Des policiers d'élite en tenue de combat, un assaillant armé, un message en arabe et des otages collés aux vitres d'un café pour servir de bouclier humain : le coeur de Sydney a basculé lundi dans le cauchemar et la peur.

Sur Martin place, une esplanade qui héberge de nombreux commerces, bureaux et administrations, le café Lindt était pavoisé aux couleurs de Noël. Mais en milieu de matinée, sous un soleil vif d'été austral, un drapeau noir portant des caractères arabes a troublé le «Merry Christmas» peint en lettres d'or sur la façade.

La situation à l'intérieur du café restait confuse lundi soir, de même qu'étaient incertaines les motivations réelles du preneur d'otages. Ce dernier a cependant obligé deux de ses prisonniers à tendre une pièce de tissu sur lequel serait écrite la shahada, ou profession de foi musulmane : «Il n'y a de Dieu qu'Allah et Mahomet est son prophète».

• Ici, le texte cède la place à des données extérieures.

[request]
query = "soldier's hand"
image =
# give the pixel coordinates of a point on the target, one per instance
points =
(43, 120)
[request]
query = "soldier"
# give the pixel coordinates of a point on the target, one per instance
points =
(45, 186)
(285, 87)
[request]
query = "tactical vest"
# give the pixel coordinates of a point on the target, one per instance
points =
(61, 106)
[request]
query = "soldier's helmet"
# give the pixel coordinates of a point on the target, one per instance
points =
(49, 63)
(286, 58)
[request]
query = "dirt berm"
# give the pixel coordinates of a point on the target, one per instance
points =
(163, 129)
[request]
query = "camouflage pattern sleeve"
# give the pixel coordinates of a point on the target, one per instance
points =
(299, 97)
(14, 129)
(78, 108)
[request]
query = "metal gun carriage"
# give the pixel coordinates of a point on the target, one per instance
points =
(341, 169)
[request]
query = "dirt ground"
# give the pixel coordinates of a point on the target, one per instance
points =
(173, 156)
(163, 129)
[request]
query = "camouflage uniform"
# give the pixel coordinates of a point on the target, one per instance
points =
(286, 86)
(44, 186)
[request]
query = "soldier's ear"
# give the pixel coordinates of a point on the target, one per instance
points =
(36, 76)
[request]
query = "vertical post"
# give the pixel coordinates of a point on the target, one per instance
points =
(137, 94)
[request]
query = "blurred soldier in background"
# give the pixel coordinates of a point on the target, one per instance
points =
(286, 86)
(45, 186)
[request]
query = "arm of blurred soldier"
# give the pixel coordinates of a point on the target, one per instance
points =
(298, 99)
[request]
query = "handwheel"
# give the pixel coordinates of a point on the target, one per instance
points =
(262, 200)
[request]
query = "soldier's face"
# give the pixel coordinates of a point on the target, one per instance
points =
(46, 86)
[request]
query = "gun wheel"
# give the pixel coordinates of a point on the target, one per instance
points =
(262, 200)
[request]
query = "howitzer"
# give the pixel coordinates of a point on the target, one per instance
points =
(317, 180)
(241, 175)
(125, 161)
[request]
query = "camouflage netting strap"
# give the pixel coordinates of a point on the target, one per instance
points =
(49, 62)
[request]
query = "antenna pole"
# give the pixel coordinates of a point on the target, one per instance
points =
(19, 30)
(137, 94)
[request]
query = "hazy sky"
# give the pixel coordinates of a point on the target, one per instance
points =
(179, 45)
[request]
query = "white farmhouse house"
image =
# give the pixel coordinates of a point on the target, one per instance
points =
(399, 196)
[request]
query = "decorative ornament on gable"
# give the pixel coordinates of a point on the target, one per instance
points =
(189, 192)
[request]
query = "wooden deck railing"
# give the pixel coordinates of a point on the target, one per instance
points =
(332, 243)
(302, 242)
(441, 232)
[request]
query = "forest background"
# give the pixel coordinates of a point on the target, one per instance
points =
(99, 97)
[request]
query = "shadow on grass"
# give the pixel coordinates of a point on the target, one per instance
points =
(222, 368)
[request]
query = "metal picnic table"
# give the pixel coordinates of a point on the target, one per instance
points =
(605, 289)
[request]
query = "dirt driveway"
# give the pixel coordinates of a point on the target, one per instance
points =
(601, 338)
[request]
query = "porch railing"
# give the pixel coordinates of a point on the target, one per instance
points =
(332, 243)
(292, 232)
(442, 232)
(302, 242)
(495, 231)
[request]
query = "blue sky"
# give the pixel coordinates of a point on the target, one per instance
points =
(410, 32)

«C'est choquant pour tout le monde», réagissait Goldie Jamshidi, une employée travaillant non loin du café. «Je suis venue travailler et soudain j'apprends ce qu'il se passe».

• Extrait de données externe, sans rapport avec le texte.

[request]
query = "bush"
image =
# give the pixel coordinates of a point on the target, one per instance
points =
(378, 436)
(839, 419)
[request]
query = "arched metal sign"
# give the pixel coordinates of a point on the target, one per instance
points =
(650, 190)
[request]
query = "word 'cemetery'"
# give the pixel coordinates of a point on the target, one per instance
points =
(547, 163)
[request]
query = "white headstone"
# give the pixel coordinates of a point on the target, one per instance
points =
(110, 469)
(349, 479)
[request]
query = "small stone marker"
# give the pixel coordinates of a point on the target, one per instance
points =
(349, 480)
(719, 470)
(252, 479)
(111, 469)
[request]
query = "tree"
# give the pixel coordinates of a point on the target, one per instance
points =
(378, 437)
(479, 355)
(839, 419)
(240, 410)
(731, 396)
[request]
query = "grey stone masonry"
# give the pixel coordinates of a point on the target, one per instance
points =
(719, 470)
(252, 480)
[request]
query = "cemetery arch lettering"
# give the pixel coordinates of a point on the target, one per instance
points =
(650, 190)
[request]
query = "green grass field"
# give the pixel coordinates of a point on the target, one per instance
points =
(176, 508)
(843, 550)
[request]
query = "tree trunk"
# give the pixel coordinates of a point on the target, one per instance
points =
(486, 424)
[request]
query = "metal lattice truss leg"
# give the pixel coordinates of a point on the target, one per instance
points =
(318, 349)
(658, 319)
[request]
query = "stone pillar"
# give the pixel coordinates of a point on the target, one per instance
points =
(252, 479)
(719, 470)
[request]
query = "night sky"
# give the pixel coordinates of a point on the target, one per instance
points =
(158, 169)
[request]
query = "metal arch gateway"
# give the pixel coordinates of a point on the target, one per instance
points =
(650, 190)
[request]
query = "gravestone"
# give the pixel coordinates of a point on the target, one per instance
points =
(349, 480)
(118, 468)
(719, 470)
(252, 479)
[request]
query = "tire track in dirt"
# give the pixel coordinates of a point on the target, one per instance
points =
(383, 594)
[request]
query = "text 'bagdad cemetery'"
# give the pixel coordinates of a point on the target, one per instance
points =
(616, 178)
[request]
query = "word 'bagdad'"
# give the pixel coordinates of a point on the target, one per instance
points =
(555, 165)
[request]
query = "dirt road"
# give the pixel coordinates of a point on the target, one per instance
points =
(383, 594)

Cinq otages ont recouvré la liberté, dont deux femmes portant des tabliers Lindt qui se sont jetées dans les bras de policiers des unités d'intervention spécialisées. On ignorait s'ils avaient été libérés ou s'étaient échappés.

Au-delà du cordon de sécurité, des passants prenaient des photos que certains postaient sur les réseaux sociaux, d'autres secouaient la tête, abasourdis.

Le gouvernement australien multiplie depuis quelques mois les arrestations de personnes soupçonnées de soutenir l'organisation État islamique (EI) ou de faciliter le départ de jeunes Australiens pour combattre en Syrie ou en Irak. À plusieurs reprises, il a mis en garde la population contre les risques d'attentats de «loups solitaires» sur son sol et relevé en septembre son alerte terroriste.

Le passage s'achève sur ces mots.